Part of the counter-offer is usually a significant pay rise. This certainly makes staying in your current role an appealing option – but is higher pay really enough? After all, if your pay was the problem you probably would have addressed this issue with your manager before feeling compelled to look for other jobs.
And why has it taken until now, as you're about to resign, for your company to offer you a pay rise? You need to consider whether you would have been rewarded for your hard work and contribution to the company if you hadn't handed in your notice.
“If they can offer you more money now, it’s only natural to ask: Is there a reason they didn’t pay you that before?” says Ken Okumura, an expert Robert Walters consultant who recruits lawyers for roles in London and offshore. “It could mean they’ve been under valuing you.
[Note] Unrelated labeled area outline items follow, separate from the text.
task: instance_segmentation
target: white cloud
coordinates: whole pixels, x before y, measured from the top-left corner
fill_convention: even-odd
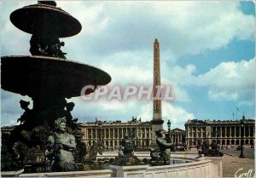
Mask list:
[[[254,102],[255,59],[222,62],[196,80],[197,85],[209,87],[208,96],[213,100]]]
[[[141,107],[140,115],[143,121],[150,121],[153,116],[153,103],[148,103]],[[185,109],[175,106],[175,103],[162,101],[162,118],[165,121],[164,128],[166,129],[168,119],[172,122],[172,129],[184,129],[184,123],[188,119],[194,119],[193,113],[189,113]]]
[[[9,16],[15,9],[37,2],[5,0],[3,3],[3,3],[4,9],[1,12],[2,55],[28,55],[30,35],[15,28]],[[194,74],[194,66],[181,68],[175,64],[183,55],[223,48],[234,38],[253,39],[254,16],[243,14],[238,3],[60,1],[58,6],[79,20],[83,26],[79,34],[61,39],[66,43],[63,51],[67,52],[68,59],[104,69],[113,78],[111,83],[151,84],[153,43],[157,37],[160,43],[162,83],[173,86],[177,100],[190,100],[186,87],[191,84],[208,87],[212,100],[241,100],[241,103],[251,104],[255,60],[221,63],[200,76]],[[170,61],[173,67],[166,65]],[[148,110],[152,109],[149,106],[152,104],[148,103],[85,103],[73,100],[76,100],[73,114],[82,120],[84,116],[127,118],[141,113],[142,118],[152,118],[152,111]],[[8,117],[5,118],[8,120],[11,118],[5,114],[9,110],[9,104],[17,103],[18,109],[19,99],[11,102],[3,100],[2,103],[3,117]],[[21,114],[22,111],[18,112]],[[172,119],[193,118],[184,109],[168,103],[163,104],[163,113],[166,118],[172,116]]]
[[[255,101],[255,58],[239,62],[221,62],[200,75],[195,75],[195,66],[184,68],[175,66],[172,76],[180,86],[207,87],[212,100],[236,100],[241,105],[253,105]]]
And even if they pay you more now, are you just being frontloaded a pay review you might have got anyway, taking you to a pay level you will now be stuck on for longer?”
From a business point of view, it's frankly cheaper and easier for a company to pay a bit more to retain an existing, valued employee rather than invest in recruiting, training and developing a new starter from scratch. From this perspective, the pay rise may seem less flattering. So again, it's important to look beyond and think about your position in the long run, when the novelty of increased pay has worn off.
Some employees worry that the fact that they are now known to have considered accepting another job could affect the way they are perceived in the company if they choose to stay.
It might be that you sense a lessening of trust in you, so that if ever you work from home or have to attend a medical appointment, you feel all eyes watching you. Or it might be a concern that people in the company see you as a ‘flight risk’, and so are reluctant to involve you in strategic work or confidential information because they fear you may be on the verge of looking to leave again.
“Bear in mind that it will now be common knowledge that at one point at least, you wanted to leave,” says Ken Okumura. “So, you need to factor in whether that knowledge will prejudice your future and they only want to save the cost and disruption of having to replace you.”
If you've been feeling excited and ready to begin working in a new environment and a more fulfilling role, this is a very telling sign that you shouldn't accept your counter-offer.
Whilst it's tempting to stick to what you know, with the benefit of a bigger pay cheque, taking the time to evaluate your options will mean you don't regret your choice in a few months' time.
So make sure that, whatever option you choose to accept, it's for the right reasons.